-3
$\begingroup$

I'm so confused. I know the trivial subgroup is identity itself.

  • 0
    Hi when people mean trivial subgroup, they mean the group itself(which is a subgroup) and the identity element(also a subgroup).so yes there are two trivial subgroups2017-02-24
  • 0
    I think,group itself is non-trivial subgroup. And if H2017-02-24
  • 0
    Keep in mind that trivial here is used in the meaning of very easy. When learning the definition of a subgroup its very easy to see that the identity element and the whole group are subgroups. Thats why they are called trivial. You didnt mention proper subgroups in your post, you just said subgroups.If you want to go for proper subgroups only, you are right only e is a proper trivial subgroup.2017-02-24
  • 1
    @asddf You are using *trivial* in the informal way commonly seen in mathematics, but in group theory, it refers particularly to the group with one element. See, for example, [Wikipedia](https://en.wikipedia.org/wiki/Trivial_group).2017-02-24
  • 0
    oh thanks for clearing that up.
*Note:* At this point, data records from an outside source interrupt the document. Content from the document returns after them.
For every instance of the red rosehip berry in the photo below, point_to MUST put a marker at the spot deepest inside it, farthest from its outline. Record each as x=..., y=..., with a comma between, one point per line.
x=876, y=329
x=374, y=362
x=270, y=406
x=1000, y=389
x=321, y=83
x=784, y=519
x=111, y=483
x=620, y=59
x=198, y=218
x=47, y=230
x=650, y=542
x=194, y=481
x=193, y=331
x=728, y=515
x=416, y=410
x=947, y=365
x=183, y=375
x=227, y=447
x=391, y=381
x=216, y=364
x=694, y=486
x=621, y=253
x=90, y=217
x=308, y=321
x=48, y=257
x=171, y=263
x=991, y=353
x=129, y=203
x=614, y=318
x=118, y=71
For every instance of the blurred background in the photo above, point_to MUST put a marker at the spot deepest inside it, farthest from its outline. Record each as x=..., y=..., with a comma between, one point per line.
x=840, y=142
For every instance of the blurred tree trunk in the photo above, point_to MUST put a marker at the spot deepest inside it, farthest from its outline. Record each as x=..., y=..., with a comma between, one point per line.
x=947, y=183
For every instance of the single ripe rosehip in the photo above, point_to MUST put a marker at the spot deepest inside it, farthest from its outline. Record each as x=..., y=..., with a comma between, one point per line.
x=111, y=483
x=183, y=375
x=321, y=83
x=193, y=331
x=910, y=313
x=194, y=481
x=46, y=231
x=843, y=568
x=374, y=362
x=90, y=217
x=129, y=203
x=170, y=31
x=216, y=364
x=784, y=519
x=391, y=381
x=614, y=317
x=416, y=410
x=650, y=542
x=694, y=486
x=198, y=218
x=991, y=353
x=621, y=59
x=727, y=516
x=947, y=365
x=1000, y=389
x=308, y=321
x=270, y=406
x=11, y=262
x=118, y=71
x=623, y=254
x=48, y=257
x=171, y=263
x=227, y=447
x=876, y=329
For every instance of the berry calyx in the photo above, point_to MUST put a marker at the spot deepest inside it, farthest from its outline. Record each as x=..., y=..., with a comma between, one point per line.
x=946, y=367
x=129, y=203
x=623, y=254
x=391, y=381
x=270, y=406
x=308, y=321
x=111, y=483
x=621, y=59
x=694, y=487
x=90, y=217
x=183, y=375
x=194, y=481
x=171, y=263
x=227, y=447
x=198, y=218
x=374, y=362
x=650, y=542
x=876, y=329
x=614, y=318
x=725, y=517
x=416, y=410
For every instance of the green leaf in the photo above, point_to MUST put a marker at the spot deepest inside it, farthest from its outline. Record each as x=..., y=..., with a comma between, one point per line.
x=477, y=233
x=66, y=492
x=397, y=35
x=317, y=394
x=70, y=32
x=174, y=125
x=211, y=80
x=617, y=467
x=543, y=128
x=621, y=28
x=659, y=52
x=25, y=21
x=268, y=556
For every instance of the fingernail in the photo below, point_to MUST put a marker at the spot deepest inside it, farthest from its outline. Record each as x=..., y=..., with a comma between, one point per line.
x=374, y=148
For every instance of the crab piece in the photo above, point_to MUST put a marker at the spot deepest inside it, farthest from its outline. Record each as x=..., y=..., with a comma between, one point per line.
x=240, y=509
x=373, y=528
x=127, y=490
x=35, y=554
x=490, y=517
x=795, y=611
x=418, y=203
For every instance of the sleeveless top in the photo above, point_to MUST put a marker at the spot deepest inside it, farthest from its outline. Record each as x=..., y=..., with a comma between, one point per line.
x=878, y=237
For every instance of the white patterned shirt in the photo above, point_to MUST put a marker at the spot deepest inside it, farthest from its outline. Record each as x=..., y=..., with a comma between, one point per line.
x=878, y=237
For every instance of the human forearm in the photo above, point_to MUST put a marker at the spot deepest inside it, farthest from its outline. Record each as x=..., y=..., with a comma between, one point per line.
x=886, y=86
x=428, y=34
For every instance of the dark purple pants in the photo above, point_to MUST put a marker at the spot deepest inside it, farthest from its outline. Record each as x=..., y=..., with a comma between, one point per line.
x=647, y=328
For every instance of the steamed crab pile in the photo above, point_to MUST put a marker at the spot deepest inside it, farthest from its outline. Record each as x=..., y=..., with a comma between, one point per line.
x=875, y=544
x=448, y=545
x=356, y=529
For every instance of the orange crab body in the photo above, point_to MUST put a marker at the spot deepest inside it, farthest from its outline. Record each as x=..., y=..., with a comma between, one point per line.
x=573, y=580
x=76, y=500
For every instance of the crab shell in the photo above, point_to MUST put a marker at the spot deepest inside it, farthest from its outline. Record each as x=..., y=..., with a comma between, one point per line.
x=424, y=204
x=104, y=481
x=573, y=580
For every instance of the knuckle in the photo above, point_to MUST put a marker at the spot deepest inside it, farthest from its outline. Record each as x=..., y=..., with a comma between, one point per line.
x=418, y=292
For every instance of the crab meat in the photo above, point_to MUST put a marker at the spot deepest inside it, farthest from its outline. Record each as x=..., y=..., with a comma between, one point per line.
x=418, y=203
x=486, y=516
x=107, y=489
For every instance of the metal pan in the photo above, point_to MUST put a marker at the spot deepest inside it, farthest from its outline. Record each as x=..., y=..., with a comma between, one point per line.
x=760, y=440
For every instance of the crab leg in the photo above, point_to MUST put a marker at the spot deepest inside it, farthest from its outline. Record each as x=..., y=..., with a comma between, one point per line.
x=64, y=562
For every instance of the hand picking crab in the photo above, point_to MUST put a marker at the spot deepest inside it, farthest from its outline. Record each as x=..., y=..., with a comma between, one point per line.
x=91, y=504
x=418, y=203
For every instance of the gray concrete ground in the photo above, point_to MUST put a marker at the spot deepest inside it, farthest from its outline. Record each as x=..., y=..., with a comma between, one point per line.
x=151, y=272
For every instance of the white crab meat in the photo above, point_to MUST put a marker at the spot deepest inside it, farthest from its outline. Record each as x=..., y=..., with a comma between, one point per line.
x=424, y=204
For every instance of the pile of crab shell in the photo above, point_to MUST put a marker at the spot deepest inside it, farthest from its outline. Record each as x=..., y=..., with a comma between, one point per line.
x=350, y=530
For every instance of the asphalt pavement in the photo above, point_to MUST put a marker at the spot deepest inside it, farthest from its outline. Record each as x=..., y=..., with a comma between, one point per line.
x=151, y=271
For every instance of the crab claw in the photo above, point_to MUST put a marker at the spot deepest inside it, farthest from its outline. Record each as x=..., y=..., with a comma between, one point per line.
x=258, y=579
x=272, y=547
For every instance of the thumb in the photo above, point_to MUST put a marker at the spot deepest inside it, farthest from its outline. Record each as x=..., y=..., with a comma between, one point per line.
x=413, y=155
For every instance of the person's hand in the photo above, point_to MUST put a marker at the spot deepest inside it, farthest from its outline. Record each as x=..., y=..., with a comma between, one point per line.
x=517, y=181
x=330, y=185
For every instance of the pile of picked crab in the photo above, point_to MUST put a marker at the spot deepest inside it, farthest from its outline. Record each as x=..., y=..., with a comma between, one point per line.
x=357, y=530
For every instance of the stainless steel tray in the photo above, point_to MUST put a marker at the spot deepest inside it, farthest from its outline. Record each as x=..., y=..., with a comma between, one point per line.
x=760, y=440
My professor always used trivial this way so it stuck with me.2017-02-24
  • 1
    Given the inconsistent usage around, I think $-4$ is a bit harsh for this question! I wouldn't normally upvote it, but on this occasion I will.2017-02-24

1 Answers 1

1

A trivial group is a group with only one element: $\{e\}$. Since all such groups are isomorphic, we often speak of the trivial group.

Every group clearly has the trivial group as a subgroup. A proper subgroup of a group $G$ is a subgroup that is not $G$ itself. If a group $G$ has no proper nontrivial subgroups, then its only subgroups are $G$ and $\{e\}$.